BLURB is a collection of resources for biomedical natural language processing. 
In general domains, such as newswire and the Web, comprehensive benchmarks and 
leaderboards such as GLUE have greatly accelerated progress in open-domain NLP. 
In biomedicine, however, such resources are ostensibly scarce. In the past, 
there have been a plethora of shared tasks in biomedical NLP, such as 
BioCreative, BioNLP Shared Tasks, SemEval, and BioASQ, to name just a few.
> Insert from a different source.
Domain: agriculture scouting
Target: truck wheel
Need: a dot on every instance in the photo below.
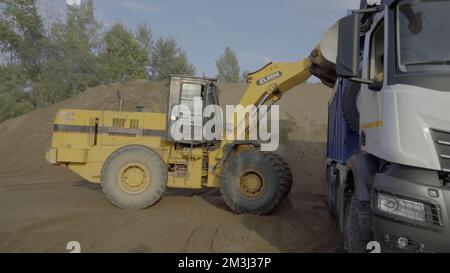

These 
efforts have played a significant role in fueling interest and progress by the 
research community, but they typically focus on individual tasks. The advent of 
neural language models, such as BERT provides a unifying foundation to leverage 
transfer learning from unlabeled text to support a wide range of NLP 
applications. To accelerate progress in biomedical pretraining strategies and 
task-specific methods, it is thus imperative to create a broad-coverage 
benchmark encompassing diverse biomedical tasks. 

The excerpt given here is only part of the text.